I am suspicious of the continuing implication that Modernism was something created by a cultural elite, in isolation from market trends, and that it was ethically motivated. Switzerland at that time was a very democratic country, and so a graphic style that represented the concomitant ideals of stability, continuity and equality would be marketable. It was obvious that ‘functionality’ would be accepted by consumers, since through the democratic process they had imposed legal constraints that reduced advertising to essentially a medium of information. Swiss Style was a response to the needs and preferences of the market, which is not to say that it lacked beauty or creativity.

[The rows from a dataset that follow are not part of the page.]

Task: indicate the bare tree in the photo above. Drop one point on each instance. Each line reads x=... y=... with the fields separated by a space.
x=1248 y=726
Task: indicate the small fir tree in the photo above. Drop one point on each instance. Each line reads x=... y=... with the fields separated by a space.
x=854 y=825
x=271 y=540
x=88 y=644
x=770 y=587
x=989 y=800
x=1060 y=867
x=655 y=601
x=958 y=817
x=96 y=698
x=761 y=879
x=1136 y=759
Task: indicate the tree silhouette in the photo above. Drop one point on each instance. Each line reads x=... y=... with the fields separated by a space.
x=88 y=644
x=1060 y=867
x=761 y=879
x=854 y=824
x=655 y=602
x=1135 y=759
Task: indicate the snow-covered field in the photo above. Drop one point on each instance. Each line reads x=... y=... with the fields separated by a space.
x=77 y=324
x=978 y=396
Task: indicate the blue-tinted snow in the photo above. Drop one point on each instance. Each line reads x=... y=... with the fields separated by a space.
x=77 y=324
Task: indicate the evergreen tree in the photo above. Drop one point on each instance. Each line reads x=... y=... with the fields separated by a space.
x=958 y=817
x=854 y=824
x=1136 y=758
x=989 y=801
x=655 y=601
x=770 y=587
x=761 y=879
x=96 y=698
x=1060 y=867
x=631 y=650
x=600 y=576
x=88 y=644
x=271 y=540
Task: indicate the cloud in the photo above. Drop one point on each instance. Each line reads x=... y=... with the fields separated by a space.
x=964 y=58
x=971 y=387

Steven Heller condescendingly notes that Jeffery Keedy and Allen Hori ‘had a modicum of design experience before attending Cranbrook, [and] availed themselves of the luxury of experimenting free of marketplace demands.’ I don’t believe the interference that these places of experiment, and this applies to the European Modernists too, are entirely isolated from society, cultural vacuums free from marketplace contamination. In fact, I believe quite the reverse: I see these graduate design programmes being used to immerse oneself in personal human experience, and that is the battleground of the market economy. The experience of living in the modern environment is shared, and often the ideas produced are a result of form being given to the many emotions and concepts floating around in the public consciousness.

I don’t intend to portray post-Cranbrook work as ‘new design’, as Poynor does, but to point out that like Modernism it has proved to be marketable, people want it, it works. The state of the current economic system and market is far removed from that which called for an unobtrusive medium for the clear communication of ‘content’ in postwar Switzerland. I do not deny that there are people for whom this would be a welcome clearing of the air in this age of ‘in your face’ puerile marketing propaganda, but I think it is irresponsible to portray graphic solutions as right or wrong without first discussing the nature of the content and the viewer for whom it is intended.

If Poynor meant to say that this kind of design solution might maximise audience acceptance by identifying an increasing need for clarity, thereby moving more product, then the usefulness of that depends upon its applicability to the kind of ‘content’ we are asked to communicate.